For a certain computational application I need to approximate Gaussian distribution $e^{-x^2}$ with specific absolute precision (within $10^{-7}$ over $\mathbb{R}$), preferably with rational functions.

Alas, I'm not familiar with approximation theory. Google pointed me toward Pade approximation as the way to go. Alas, I still don't know how to derive Pade approximation for a given function, much less how to ensure the approximation would fit to the prescribed precision. Could you point me towards the relevant information?

EDIT:

Here is some background. For some engineering computations I need analytical expressions for certain integrals; in this particular case for $e^{-x^2} \operatorname{erf}(x+a)$, where $a$ is a parameter that changes throughout the computation. Mathematica was unable to provide an analytical expression of $\int e^{-x^2}\operatorname{erf}(x+a)\,dx$ and neither was I.

That caused me thinking how can I approximate well known functions such as $e^{-x^2}$ and $\operatorname{erf}(x+a)$ (and possibly a few others I may need) so that their products would be analytically integrable?

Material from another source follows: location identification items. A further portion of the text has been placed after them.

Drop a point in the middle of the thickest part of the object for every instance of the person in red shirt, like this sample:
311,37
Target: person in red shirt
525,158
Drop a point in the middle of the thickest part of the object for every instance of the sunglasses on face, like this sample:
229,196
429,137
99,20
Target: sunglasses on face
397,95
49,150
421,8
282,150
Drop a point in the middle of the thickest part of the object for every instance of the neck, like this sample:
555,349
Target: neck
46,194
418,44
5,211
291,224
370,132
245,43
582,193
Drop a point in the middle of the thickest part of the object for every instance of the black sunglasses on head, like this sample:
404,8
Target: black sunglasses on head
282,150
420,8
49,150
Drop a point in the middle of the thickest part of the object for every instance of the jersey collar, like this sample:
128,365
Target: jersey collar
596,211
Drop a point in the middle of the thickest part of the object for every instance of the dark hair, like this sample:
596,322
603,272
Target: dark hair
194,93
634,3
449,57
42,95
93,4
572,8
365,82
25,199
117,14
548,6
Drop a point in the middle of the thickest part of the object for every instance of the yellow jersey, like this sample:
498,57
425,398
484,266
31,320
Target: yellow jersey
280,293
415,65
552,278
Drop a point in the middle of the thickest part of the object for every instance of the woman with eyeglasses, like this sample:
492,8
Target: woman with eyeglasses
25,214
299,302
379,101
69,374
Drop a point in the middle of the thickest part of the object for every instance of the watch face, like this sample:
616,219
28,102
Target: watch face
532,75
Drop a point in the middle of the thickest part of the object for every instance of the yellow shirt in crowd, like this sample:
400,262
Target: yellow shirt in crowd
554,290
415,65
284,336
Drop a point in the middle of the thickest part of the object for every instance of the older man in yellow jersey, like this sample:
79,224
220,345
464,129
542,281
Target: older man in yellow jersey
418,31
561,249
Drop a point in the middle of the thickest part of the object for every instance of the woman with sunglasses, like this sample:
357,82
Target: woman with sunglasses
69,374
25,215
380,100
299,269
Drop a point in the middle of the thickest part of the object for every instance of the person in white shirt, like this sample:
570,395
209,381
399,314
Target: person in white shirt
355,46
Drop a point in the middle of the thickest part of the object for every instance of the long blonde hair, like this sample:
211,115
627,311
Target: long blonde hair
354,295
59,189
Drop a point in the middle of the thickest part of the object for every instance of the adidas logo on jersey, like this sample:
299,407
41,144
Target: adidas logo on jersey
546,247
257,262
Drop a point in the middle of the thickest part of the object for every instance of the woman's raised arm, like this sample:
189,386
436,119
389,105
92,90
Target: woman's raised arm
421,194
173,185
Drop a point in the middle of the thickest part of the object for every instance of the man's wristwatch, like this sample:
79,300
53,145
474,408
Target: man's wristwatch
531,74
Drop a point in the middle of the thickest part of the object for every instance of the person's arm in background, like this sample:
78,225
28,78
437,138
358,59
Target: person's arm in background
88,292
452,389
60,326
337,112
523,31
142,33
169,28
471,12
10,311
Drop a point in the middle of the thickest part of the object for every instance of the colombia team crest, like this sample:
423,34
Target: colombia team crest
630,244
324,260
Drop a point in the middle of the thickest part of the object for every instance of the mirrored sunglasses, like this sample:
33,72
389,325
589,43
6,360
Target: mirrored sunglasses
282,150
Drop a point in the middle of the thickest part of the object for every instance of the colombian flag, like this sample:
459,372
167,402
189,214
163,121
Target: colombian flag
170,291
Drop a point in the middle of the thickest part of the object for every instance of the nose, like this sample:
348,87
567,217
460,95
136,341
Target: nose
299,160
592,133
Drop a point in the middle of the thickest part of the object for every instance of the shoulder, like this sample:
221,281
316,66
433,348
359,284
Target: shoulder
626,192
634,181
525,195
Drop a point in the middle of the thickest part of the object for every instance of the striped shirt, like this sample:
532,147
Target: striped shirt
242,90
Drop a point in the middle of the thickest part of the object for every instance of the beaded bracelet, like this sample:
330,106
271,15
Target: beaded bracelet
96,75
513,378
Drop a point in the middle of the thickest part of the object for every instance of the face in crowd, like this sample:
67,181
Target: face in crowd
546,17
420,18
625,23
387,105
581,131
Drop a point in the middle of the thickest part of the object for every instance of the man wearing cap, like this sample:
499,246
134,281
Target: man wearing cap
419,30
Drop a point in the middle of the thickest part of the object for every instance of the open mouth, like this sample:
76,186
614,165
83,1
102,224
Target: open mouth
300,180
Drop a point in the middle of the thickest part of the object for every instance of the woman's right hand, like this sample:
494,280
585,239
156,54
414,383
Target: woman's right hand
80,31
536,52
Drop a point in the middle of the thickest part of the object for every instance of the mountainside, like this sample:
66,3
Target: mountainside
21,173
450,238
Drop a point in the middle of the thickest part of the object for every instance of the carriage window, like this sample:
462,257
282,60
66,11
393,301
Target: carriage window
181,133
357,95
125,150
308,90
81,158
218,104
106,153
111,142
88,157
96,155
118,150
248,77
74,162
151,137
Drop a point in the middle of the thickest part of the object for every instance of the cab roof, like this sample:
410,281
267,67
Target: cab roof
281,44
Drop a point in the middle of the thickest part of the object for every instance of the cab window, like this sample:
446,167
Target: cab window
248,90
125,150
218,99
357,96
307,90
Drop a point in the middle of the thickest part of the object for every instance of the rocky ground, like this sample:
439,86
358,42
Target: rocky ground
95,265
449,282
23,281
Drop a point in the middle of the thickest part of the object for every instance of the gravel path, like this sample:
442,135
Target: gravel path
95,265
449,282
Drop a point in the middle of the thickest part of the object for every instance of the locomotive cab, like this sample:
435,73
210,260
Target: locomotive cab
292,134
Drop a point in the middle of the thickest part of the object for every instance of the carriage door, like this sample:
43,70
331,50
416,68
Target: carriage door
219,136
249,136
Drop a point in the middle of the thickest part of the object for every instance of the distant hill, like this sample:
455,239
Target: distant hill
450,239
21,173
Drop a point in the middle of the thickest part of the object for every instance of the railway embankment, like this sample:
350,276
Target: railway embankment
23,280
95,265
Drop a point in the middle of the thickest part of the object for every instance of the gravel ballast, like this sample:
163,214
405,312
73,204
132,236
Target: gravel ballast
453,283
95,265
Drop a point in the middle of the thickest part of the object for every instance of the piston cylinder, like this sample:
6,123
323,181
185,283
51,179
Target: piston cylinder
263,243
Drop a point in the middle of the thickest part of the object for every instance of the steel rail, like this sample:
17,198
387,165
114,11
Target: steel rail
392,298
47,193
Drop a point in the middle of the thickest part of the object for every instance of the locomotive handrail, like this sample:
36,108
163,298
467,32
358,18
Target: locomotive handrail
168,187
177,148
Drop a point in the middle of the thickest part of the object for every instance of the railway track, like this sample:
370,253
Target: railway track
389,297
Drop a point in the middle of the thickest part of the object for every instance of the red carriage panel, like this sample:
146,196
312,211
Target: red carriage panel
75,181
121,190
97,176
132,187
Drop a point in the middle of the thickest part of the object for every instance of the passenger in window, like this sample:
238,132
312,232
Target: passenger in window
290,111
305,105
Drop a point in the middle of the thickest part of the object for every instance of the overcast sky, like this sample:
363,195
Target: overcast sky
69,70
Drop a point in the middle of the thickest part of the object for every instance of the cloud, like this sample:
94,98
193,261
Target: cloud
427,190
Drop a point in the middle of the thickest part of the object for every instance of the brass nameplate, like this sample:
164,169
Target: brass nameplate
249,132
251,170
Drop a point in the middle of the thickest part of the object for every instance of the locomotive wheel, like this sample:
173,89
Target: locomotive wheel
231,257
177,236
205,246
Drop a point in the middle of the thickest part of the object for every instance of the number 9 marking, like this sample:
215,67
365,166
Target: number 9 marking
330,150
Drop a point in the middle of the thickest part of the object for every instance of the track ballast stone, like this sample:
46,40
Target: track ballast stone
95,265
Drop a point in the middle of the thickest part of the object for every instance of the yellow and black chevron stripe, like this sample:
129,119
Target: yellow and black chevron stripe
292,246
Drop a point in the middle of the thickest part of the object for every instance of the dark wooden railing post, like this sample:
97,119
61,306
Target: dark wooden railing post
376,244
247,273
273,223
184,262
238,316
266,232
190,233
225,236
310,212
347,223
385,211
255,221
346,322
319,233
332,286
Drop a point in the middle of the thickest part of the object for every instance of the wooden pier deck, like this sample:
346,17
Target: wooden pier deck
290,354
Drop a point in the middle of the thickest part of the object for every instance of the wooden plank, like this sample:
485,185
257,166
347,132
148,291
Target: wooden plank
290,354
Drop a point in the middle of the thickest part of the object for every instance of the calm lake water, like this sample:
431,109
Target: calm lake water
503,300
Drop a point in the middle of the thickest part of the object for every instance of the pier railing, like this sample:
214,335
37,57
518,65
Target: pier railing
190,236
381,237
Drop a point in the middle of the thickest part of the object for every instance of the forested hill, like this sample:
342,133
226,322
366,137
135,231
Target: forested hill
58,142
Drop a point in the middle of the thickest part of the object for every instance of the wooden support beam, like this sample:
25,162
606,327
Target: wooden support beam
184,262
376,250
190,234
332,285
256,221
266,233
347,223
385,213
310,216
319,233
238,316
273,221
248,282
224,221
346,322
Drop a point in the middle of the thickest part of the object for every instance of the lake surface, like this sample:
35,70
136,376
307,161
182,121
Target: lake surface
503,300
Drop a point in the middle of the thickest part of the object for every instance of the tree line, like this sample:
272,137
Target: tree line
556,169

It's very well known that one can obtain an analytic expression for an integral of a rational function, and that products of rational functions are rational. Thus the idea: approximate the relevant functions with rational ones using Pade approximation and integrate the products of Pade approximations. That would basically replace the integral I want with an expression containing a bunch of rational functions and $\log$s and $\arctan$s.

I've got to tightly control the precision of the above approximations though to have the model perform as expected. Thus the question.